The general matrix-matrix multiplication (GEMM) is a fundamental operation in most scientific, engineering, and data applications. There is an everlasting desire to make this operation run faster. Optimized numerical libraries like Intel® oneAPI Math Kernel Library (oneMKL) typically offer parallel high-performing GEMM implementations to leverage the concurrent threads supported by modern multi-core architectures. This strategy works well when multiplying large matrices because all cores are used efficiently. When multiplying small matrices, however, individual GEMM calls may not optimally use all the cores. Developers wanting to improve utilization usually batch multiple independent small GEMM operations into a group and then spawn multiple threads for different GEMM instances within the group. While this is a classic example of an embarrassingly parallel approach, making it run optimally requires a significant programming effort that involves threads creation/termination, synchronization, and load balancing. That is, until now.

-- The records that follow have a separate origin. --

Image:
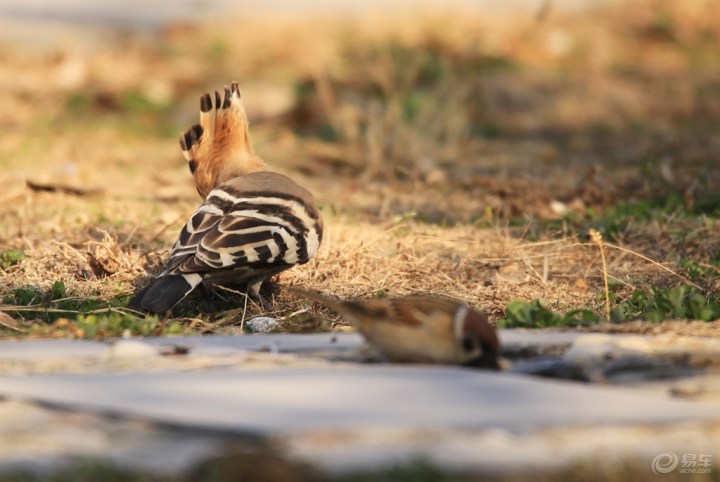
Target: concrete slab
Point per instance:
(346, 396)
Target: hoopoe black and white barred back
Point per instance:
(253, 224)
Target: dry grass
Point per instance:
(445, 151)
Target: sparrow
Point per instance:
(253, 222)
(420, 328)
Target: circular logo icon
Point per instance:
(664, 463)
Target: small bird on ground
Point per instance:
(420, 328)
(253, 224)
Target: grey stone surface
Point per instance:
(310, 393)
(343, 397)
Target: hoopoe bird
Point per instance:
(420, 328)
(253, 223)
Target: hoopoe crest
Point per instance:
(219, 148)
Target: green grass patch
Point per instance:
(11, 257)
(54, 314)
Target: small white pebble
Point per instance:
(262, 324)
(131, 349)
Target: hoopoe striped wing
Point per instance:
(246, 230)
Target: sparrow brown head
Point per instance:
(420, 328)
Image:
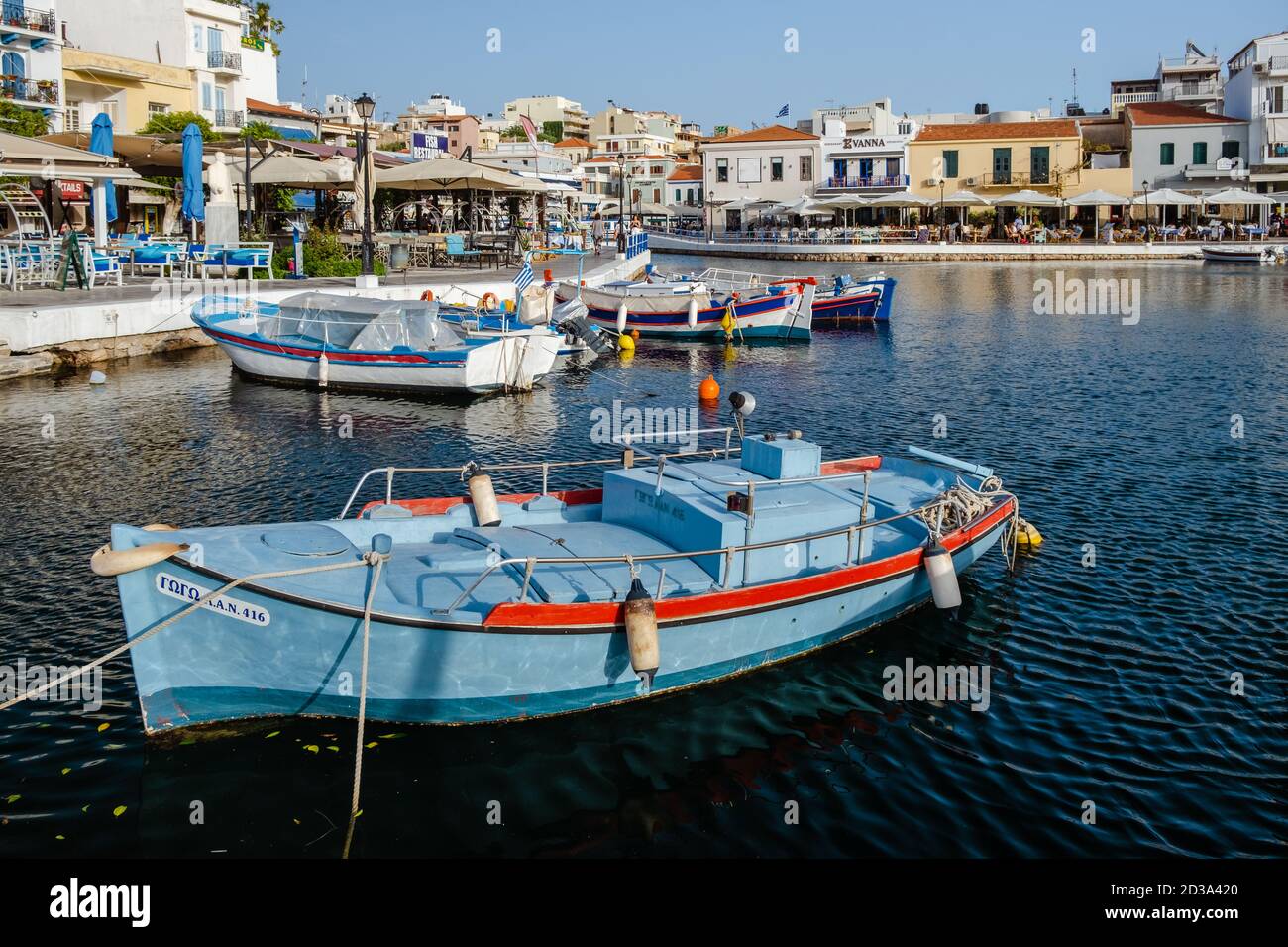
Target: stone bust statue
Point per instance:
(220, 180)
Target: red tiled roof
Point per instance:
(279, 111)
(1171, 114)
(771, 133)
(986, 131)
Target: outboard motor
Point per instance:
(571, 318)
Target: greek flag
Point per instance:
(523, 278)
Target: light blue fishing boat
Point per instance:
(681, 570)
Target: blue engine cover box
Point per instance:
(781, 459)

oneMKL 11.3 Beta (part of Intel® oneAPI Base & HPC Toolkit 2016 Beta) includes a new flavor of GEMM feature called "Batch GEMM". This allows users to achieve the same objective described above with minimal programming effort. Users can specify multiple independent GEMM operations, which can be of different matrix sizes and different parameters, through a single call to the "Batch GEMM" API. At runtime, oneMKL will intelligently execute all of the matrix multiplications so as to optimize overall performance. Here is an example that shows how "Batch GEMM" works:
Example
Let A0, A1 be two real double precision 4x4 matrices; Let B0, B1 be two real double precision 8x4 matrices. We'd like to perform these operations:
C0 = 1.0 * A0 * B0T , and C1 = 1.0 * A1 * B1T
where C0 and C1 are two real double precision 4x8 result matrices.

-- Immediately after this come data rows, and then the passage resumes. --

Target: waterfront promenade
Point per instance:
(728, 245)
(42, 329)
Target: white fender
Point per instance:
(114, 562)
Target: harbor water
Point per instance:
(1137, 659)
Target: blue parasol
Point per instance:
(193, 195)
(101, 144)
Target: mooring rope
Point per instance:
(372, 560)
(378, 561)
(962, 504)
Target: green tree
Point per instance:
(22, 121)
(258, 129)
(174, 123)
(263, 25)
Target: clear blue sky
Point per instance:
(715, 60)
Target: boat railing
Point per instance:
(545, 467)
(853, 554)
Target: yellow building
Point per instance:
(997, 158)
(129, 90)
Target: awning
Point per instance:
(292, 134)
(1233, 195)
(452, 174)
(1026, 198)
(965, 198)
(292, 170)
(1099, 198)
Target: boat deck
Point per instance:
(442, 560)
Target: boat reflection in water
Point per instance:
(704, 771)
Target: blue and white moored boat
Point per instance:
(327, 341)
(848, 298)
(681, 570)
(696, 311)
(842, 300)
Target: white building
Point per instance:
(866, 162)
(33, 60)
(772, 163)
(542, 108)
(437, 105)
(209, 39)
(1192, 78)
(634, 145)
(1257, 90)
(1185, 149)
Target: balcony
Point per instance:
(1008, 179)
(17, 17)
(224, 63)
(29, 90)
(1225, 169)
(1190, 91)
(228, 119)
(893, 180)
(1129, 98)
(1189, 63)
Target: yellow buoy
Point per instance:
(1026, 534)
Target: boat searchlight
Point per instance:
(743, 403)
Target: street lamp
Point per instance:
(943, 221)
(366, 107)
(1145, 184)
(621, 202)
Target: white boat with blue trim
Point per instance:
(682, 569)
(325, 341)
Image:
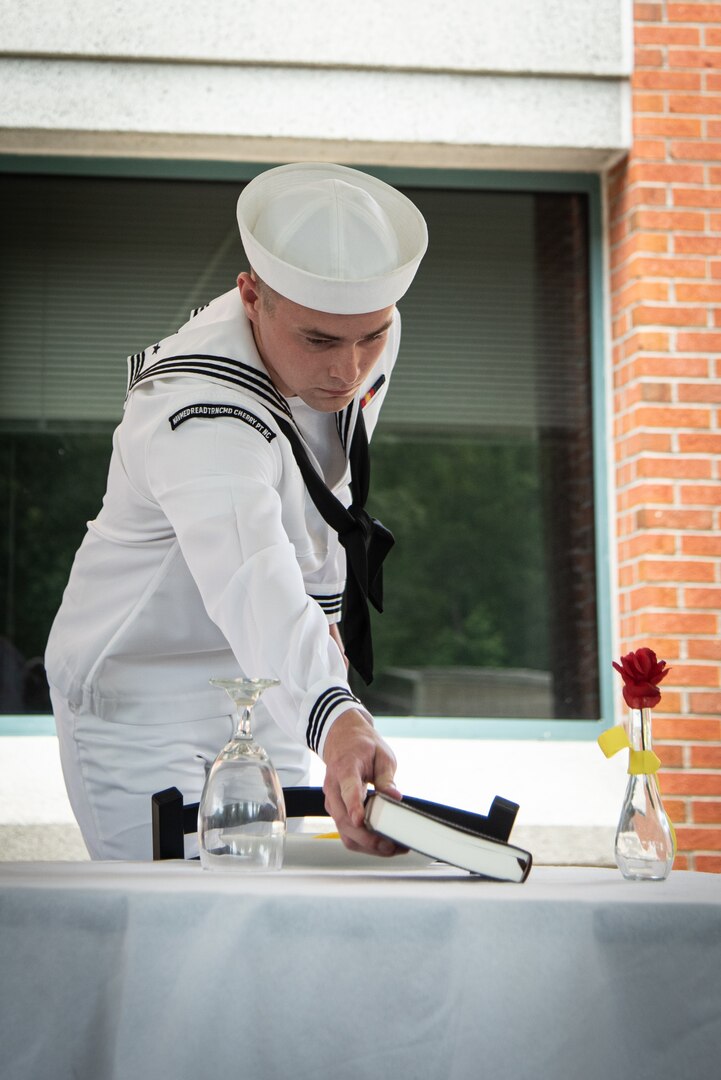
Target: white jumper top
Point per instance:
(208, 557)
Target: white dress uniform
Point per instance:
(207, 558)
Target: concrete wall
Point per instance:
(499, 82)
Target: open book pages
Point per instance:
(450, 844)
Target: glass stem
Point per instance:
(244, 729)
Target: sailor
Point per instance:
(233, 532)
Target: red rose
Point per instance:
(641, 674)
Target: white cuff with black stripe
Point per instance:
(331, 605)
(329, 704)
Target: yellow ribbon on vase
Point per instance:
(641, 763)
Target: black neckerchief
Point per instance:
(365, 539)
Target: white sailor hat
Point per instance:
(331, 238)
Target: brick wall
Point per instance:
(665, 243)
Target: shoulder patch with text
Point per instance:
(367, 397)
(214, 412)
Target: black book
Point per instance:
(433, 834)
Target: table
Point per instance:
(125, 970)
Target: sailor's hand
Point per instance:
(356, 756)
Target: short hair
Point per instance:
(268, 295)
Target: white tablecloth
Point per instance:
(133, 971)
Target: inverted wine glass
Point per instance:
(241, 819)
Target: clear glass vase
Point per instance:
(241, 818)
(644, 840)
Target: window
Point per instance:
(483, 460)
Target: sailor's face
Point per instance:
(321, 358)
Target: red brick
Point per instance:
(639, 291)
(647, 103)
(649, 315)
(626, 576)
(706, 703)
(695, 443)
(704, 864)
(698, 245)
(669, 622)
(645, 340)
(678, 467)
(649, 149)
(699, 104)
(644, 495)
(671, 126)
(668, 219)
(671, 757)
(704, 294)
(699, 520)
(701, 545)
(703, 839)
(685, 729)
(703, 597)
(705, 812)
(693, 58)
(666, 80)
(668, 36)
(643, 266)
(693, 13)
(663, 569)
(671, 173)
(666, 648)
(647, 596)
(652, 417)
(670, 702)
(639, 194)
(694, 150)
(699, 391)
(692, 783)
(702, 649)
(696, 197)
(698, 342)
(691, 367)
(648, 12)
(649, 57)
(701, 495)
(706, 757)
(693, 675)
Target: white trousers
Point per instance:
(112, 769)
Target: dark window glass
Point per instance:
(481, 461)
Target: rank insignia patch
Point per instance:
(215, 412)
(368, 396)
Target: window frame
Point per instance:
(587, 184)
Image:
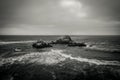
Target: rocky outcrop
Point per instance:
(66, 40)
(41, 44)
(77, 44)
(63, 40)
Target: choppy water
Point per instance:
(100, 51)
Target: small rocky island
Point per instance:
(41, 44)
(65, 40)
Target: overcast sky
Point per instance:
(59, 17)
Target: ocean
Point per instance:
(100, 59)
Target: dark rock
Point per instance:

Again, let X0, X1 be two real double precision 3x6 matrices; Let Y0, Y1 be another two real double precision 3x6 matrices. We'd like to perform these operations:
Z0 = 1.0 * X0 * Y0T + 2.0 * Z0, and Z1 = 1.0 * X1 * Y1T + 2.0 * Z1
where Z0 and Z1 are two real double precision 3x3 result matrices.

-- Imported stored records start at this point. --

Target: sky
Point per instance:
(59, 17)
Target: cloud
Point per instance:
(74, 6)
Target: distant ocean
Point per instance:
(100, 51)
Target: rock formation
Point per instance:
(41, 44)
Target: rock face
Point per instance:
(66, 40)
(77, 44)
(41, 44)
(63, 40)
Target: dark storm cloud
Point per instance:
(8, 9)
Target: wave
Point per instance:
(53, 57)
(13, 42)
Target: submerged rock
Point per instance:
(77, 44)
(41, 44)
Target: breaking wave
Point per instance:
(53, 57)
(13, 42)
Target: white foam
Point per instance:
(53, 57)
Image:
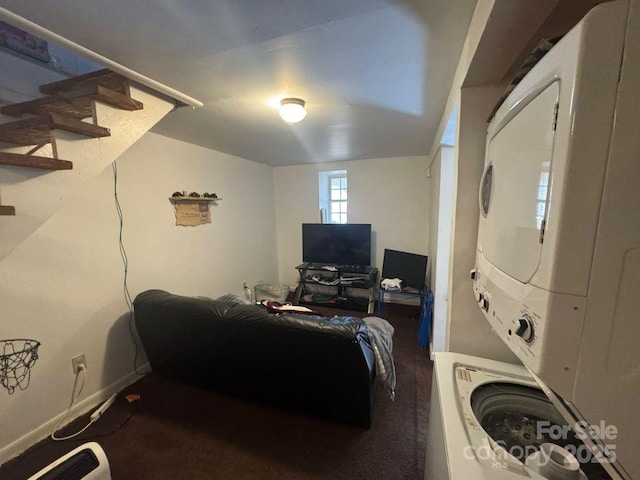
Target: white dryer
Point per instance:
(558, 259)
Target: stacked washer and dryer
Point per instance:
(557, 273)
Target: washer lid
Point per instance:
(593, 438)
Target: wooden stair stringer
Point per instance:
(39, 197)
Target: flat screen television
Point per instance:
(332, 243)
(411, 268)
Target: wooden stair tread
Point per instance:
(7, 210)
(75, 103)
(106, 78)
(34, 161)
(37, 130)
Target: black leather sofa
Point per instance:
(324, 366)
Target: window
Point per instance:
(333, 196)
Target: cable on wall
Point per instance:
(125, 263)
(74, 398)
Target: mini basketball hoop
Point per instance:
(16, 360)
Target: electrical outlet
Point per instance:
(77, 361)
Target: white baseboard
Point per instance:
(23, 443)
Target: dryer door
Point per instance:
(514, 190)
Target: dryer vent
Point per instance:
(87, 462)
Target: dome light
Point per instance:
(292, 110)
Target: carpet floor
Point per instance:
(178, 431)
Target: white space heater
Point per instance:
(87, 462)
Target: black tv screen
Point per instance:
(344, 244)
(409, 267)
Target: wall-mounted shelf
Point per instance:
(194, 199)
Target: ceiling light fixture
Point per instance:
(292, 110)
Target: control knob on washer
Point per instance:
(525, 328)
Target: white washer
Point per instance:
(487, 417)
(557, 264)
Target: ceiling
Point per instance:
(375, 74)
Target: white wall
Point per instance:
(390, 193)
(468, 330)
(63, 285)
(440, 243)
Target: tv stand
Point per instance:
(334, 285)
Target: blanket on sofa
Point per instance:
(381, 335)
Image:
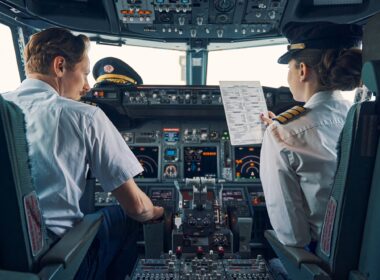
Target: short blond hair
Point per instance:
(44, 46)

We could accomplished these multiplications using four individual calls to the standard DGEMM API. Instead, here we use a single "Batch GEMM" call for the same with potentially improved overall performance. We illustrate this using the "cblas_dgemm_batch" function as an example below.
#define GRP_COUNT 2
MKL_INT m[GRP_COUNT] = {4, 3};
MKL_INT k[GRP_COUNT] = {4, 6};
MKL_INT n[GRP_COUNT] = {8, 3};
MKL_INT lda[GRP_COUNT] = {4, 6};
MKL_INT ldb[GRP_COUNT] = {4, 6};
MKL_INT ldc[GRP_COUNT] = {8, 3};
CBLAS_TRANSPOSE transA[GRP_COUNT] = {'N', 'N'};
CBLAS_TRANSPOSE transB[GRP_COUNT] = {'T', 'T'};
double alpha[GRP_COUNT] = {1.0, 1.0};
double beta[GRP_COUNT] = {0.0, 2.0};
MKL_INT size_per_grp[GRP_COUNT] = {2, 2};
// Total number of multiplications: 4
double *a_array[4], *b_array[4], *c_array[4];
a_array[0] = A0, b_array[0] = B0, c_array[0] = C0;
a_array[1] = A1, b_array[1] = B1, c_array[1] = C1;
a_array[2] = X0, b_array[2] = Y0, c_array[2] = Z0;
a_array[3] = X1, b_array[3] = Y1, c_array[3] = Z1;
// Call cblas_dgemm_batch
cblas_dgemm_batch (
CblasRowMajor,
transA,
transB,
m,
n,
k,
alpha,
a_array,
lda,
b_array,
ldb,
beta,
c_array,
ldc,
GRP_COUNT,
size_per_group);
The "Batch GEMM" interface resembles the GEMM interface. It is simply a matter of passing arguments as arrays of pointers to matrices and parameters, instead of as matrices and the parameters themselves. We see that it is possible to batch the multiplications of different shapes and parameters by packaging them into groups. Each group consists of multiplications of the same matrices shape (same m, n, and k) and the same parameters.
Performance
While this example does not show performance advantages of "Batch GEMM", when you have thousands of independent small matrix multiplications then the advantages of "Batch GEMM" become apparent. The chart below shows the performance of 11K small matrix multiplications with various sizes using "Batch GEMM" and the standard GEMM, respectively. The benchmark was run on a 28-core Intel Xeon processor (Haswell). The performance metric is Gflops, and higher bars mean higher performance or a faster solution.
The second chart shows the same benchmark running on a 61-core Intel Xeon Phi co-processor (KNC). Because "Batch GEMM" is able to exploit parallelism using many concurrent multiple threads, its advantages are more evident on architectures with a larger core count.
Summary
This article introduces the new API for batch computation of matrix-matrix multiplications. It is an ideal solution when many small independent matrix multiplications need to be performed. "Batch GEMM" supports all precision types (S/D/C/Z). It has Fortran 77 and Fortran 95 APIs, and also CBLAS bindings. It is available in oneMKL 11.3 Beta and later releases. Refer to the reference manual for additional documentation.